Dalton was charged under Ohio's 1989 child porn law, which bans possession of obscene material involving children. He was not charged under Ohio's obscenity law, which requires dissemination and not just possession.

Ohio's law is broad in describing child pornography as "material" and not simply "images," as in most other states, said Bruce Taylor, president of the National Law Center for Children and Families, which helps prosecutors in child porn cases.

Dalton's lawyer said her client "felt it was in his best interest" to plead guilty. She would not say what she advised him to do.

Dalton cannot challenge the constitutionality of the law unless he petitions the court to let him change his plea.

Some lawyers specializing in First Amendment cases said they believe he would win in court.

Robert O'Neil, director of the Thomas Jefferson Center for the Protection of Free Expression at the University of Virginia, said the case is "astounding" because it goes against U.S. Supreme Court rulings.

The high court has held that child pornography is limited to images. The court is set to hear arguments in a California case this fall about whether purely computer-generated images of children engaged in sex - not images of actual children - constitute child pornography.

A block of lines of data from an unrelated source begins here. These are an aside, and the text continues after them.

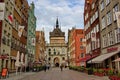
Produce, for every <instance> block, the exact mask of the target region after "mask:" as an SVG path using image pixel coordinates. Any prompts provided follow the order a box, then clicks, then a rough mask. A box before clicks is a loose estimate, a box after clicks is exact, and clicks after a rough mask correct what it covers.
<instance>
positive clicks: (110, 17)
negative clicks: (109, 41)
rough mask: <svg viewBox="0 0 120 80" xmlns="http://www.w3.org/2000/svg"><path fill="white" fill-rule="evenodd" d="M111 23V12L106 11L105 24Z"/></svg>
mask: <svg viewBox="0 0 120 80" xmlns="http://www.w3.org/2000/svg"><path fill="white" fill-rule="evenodd" d="M111 23H112V15H111V12H110V11H109V12H108V13H107V25H110V24H111Z"/></svg>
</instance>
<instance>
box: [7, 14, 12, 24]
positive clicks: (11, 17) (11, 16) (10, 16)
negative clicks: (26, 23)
mask: <svg viewBox="0 0 120 80" xmlns="http://www.w3.org/2000/svg"><path fill="white" fill-rule="evenodd" d="M8 21H9V22H10V23H11V24H12V22H13V16H12V15H9V16H8Z"/></svg>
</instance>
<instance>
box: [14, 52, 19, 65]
mask: <svg viewBox="0 0 120 80" xmlns="http://www.w3.org/2000/svg"><path fill="white" fill-rule="evenodd" d="M19 59H20V53H19V51H18V52H17V56H16V62H15V66H18V67H19V66H20V61H19Z"/></svg>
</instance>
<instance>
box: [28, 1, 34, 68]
mask: <svg viewBox="0 0 120 80" xmlns="http://www.w3.org/2000/svg"><path fill="white" fill-rule="evenodd" d="M34 12H35V5H34V3H33V2H32V3H31V4H30V7H29V11H28V16H29V17H28V30H27V55H26V57H27V59H26V62H27V63H28V66H29V67H31V66H30V65H31V63H32V62H34V60H35V42H36V40H35V38H36V35H35V32H36V17H35V14H34Z"/></svg>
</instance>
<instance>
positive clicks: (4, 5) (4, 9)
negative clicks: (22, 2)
mask: <svg viewBox="0 0 120 80" xmlns="http://www.w3.org/2000/svg"><path fill="white" fill-rule="evenodd" d="M4 12H5V3H0V20H4Z"/></svg>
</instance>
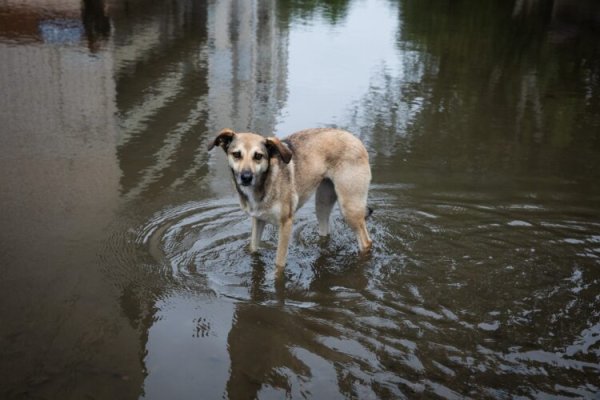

The Supreme Court also has ruled that obscene material is illegal only if it is disseminated and not simply possessed, but that the mere possession of child porn can be prosecuted if there is an overriding societal interest in protecting children.

"Here, that whole rationale doesn't apply," said David Goldberger, an Ohio State University law professor who specializes in First Amendment issues. "There's no indication that any children were harmed in its production or that children would be harmed."

Janet LaRue, senior director of legal studies at the Washington-based Family Research Council, which fights child pornography, said Dalton's tales could be extremely dangerous because they could entice him to seduce children.

"It's like an arsonist with matches," LaRue said. "But while we admire a prosecutor who is concerned about the potential of children being harmed, we recognize that this case has serious problems."

Gary Daniels, spokesman of the New York-based National Coalition Against Censorship, said: "It's one thing to get an obscenity prosecution when there's visual images. To suggest that something could be obscene in a written form points out the contradictions in obscenity law."

"If you're going to use this kind of logic in prosecuting people," he said, "that means that any person who writes something in a fictional manner about breaking the law could be breaking the law."